Improvement of phase sensitivity in SU(1,1) interferometer via a Kerr nonlinear

TL;DR

This paper presents a theoretical scheme to improve phase sensitivity in SU(1,1) interferometers by incorporating Kerr nonlinear phase shifts, which enhances sensitivity, quantum Fisher information, and reduces photon losses.

Contribution

Introducing Kerr nonlinear phase shifts into SU(1,1) interferometers to significantly enhance phase sensitivity and suppress photon losses compared to linear phase shifts.

Findings

Kerr nonlinear phase shift improves phase sensitivity.

Enhanced quantum Fisher information with nonlinear phase.

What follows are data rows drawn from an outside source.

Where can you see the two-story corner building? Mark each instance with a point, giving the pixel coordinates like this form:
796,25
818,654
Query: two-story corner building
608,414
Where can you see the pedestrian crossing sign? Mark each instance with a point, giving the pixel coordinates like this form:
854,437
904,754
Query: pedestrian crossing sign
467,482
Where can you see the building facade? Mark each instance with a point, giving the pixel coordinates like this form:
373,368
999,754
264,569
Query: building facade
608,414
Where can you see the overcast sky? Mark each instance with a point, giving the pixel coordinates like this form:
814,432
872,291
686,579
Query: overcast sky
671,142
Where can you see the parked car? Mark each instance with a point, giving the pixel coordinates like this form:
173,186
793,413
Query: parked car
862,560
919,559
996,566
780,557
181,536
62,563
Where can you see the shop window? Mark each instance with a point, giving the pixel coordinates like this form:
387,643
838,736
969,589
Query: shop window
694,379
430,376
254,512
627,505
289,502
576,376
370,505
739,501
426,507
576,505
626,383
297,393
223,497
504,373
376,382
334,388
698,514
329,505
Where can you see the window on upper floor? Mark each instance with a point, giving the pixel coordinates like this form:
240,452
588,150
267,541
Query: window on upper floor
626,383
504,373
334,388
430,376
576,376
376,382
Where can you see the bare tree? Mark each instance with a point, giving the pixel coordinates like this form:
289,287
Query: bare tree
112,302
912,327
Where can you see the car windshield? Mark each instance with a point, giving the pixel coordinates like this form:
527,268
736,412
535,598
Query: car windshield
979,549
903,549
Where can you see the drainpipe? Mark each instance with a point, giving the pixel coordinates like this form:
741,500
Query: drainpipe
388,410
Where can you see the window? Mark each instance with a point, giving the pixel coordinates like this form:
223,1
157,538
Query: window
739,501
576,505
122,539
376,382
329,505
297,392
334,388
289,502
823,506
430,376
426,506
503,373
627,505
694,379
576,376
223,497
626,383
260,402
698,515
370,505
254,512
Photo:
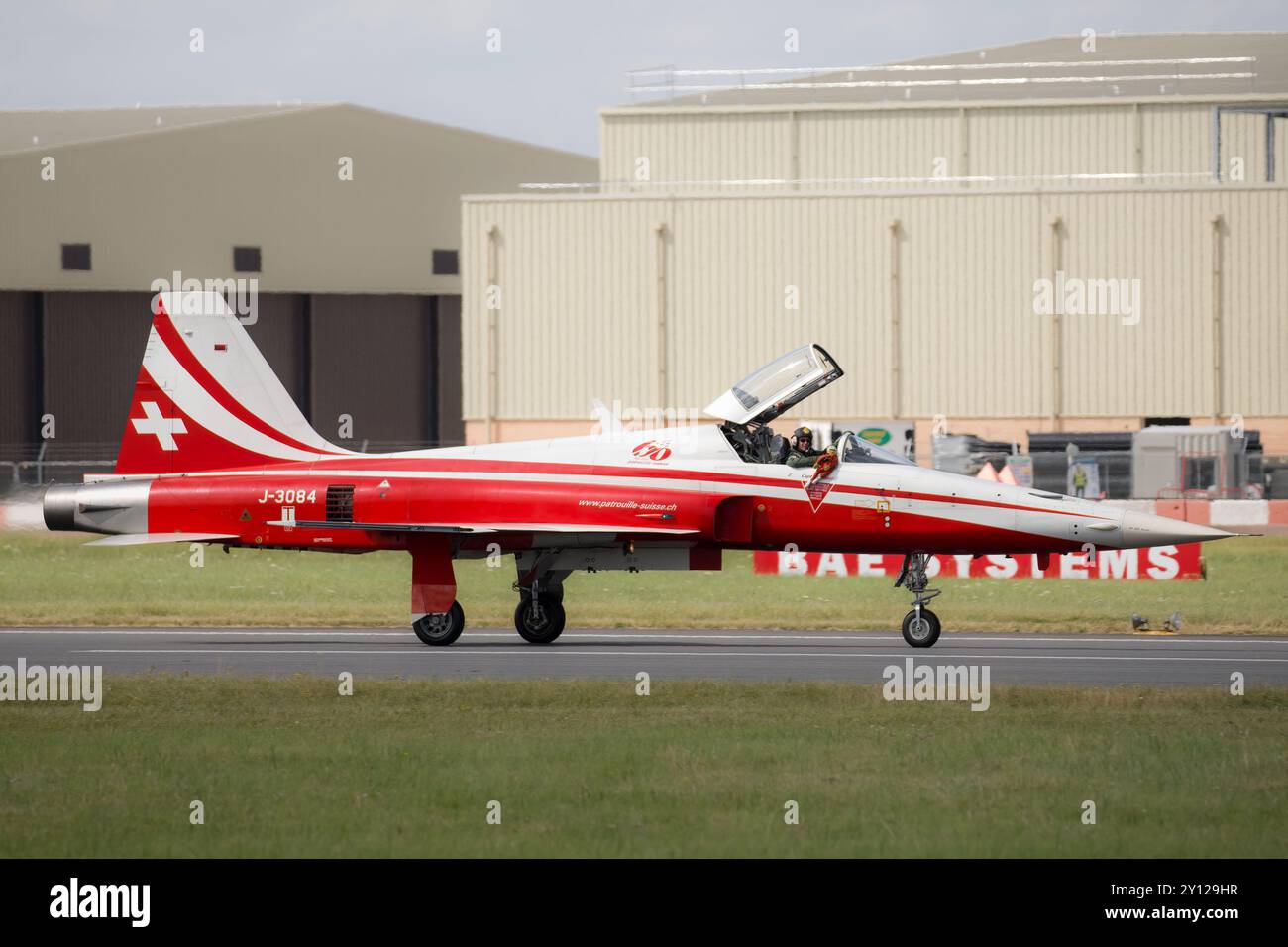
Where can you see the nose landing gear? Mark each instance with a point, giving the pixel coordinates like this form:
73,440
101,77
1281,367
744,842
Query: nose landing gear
921,625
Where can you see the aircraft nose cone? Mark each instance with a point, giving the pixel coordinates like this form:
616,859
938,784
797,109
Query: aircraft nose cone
1149,530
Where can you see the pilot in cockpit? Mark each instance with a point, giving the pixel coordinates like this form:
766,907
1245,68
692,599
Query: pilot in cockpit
803,453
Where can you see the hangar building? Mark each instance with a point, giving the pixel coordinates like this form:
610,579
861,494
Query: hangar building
1029,237
348,219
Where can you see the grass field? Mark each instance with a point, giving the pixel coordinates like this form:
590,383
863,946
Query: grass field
286,767
53,579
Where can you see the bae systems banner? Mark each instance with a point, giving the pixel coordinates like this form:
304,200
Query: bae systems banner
1159,564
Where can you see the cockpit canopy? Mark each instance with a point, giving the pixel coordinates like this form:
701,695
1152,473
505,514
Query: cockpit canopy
857,450
771,390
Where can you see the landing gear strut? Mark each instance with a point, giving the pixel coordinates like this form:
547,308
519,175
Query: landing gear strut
919,625
441,629
540,616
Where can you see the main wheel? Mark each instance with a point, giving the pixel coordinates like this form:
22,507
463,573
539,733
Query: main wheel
441,629
921,631
544,629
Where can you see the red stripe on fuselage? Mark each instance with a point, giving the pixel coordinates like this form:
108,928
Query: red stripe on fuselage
472,466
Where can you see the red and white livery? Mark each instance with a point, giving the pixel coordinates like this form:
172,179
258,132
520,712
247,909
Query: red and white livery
215,451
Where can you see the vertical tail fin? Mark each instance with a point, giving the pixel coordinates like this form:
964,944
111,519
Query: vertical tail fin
205,397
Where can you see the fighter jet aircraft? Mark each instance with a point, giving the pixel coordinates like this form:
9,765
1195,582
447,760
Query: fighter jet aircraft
215,451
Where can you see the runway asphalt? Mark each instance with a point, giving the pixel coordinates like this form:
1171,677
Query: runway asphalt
850,656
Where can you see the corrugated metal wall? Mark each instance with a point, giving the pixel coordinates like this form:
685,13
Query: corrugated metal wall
580,300
996,141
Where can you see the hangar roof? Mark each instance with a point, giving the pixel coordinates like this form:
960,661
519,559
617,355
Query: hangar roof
1124,64
34,128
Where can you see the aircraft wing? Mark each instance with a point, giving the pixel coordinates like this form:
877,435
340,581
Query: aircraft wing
138,539
487,527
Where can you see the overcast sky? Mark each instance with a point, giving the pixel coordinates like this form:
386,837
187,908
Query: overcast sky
557,64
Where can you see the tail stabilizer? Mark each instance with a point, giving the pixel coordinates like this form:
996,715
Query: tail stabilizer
206,399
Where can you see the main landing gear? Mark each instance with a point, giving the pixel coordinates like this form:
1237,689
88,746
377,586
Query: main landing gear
919,625
540,616
441,629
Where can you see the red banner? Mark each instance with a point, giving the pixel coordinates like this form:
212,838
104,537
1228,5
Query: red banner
1157,564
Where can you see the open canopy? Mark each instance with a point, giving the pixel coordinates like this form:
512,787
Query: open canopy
771,390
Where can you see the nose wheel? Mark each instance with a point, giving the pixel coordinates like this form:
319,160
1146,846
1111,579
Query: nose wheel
539,618
921,628
921,625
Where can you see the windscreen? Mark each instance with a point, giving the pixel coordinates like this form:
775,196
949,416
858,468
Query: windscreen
857,450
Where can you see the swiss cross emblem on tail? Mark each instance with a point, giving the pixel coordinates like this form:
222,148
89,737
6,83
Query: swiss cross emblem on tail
159,425
816,486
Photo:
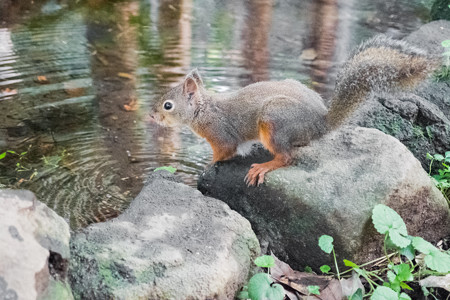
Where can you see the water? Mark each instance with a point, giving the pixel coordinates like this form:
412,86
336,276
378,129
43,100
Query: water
76,78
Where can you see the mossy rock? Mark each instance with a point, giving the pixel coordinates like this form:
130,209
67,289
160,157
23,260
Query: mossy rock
440,10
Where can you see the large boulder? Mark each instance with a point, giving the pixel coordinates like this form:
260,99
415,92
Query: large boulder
332,190
171,243
419,119
34,249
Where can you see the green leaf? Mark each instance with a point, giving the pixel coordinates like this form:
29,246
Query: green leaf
434,259
391,276
260,287
404,296
384,293
408,251
425,291
350,264
326,243
314,289
243,295
387,221
438,157
438,261
356,295
403,272
265,261
166,168
325,269
405,286
422,245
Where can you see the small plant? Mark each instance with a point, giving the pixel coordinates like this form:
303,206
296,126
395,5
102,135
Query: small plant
326,244
21,156
444,72
391,281
261,286
442,179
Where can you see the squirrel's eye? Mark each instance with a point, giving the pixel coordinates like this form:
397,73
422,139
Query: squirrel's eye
168,105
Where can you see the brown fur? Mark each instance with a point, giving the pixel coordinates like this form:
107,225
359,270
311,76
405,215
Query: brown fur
286,114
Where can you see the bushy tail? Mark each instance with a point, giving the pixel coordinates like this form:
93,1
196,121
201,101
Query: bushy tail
379,64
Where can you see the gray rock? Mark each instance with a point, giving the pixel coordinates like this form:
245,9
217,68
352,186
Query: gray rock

Significant suppression of photon losses in the scheme.

Abstract

We propose a theoretical scheme to enhance the phase sensitivity by introducing a Kerr nonlinear phase shift into the traditional SU(1,1) interferometer with a coherent state input and homodyne detection. We investigate the realistic effects of photon losses on phase sensitivity and quantum Fisher information. The results show that compared with the linear phase shift in SU(1,1) interferometer, the Kerr nonlinear case can not only enhance the phase sensitivity and quantum Fisher information, but also significantly suppress the photon losses. We also observe that at the same accessible parameters, internal losses have a greater influence on the phase sensitivity than the external ones. It is interesting that, our scheme shows an obvious advantage of low-cost input resources to obtain higher phase sensitivity and larger quantum Fisher information due to the introduction of nonlinear phase element.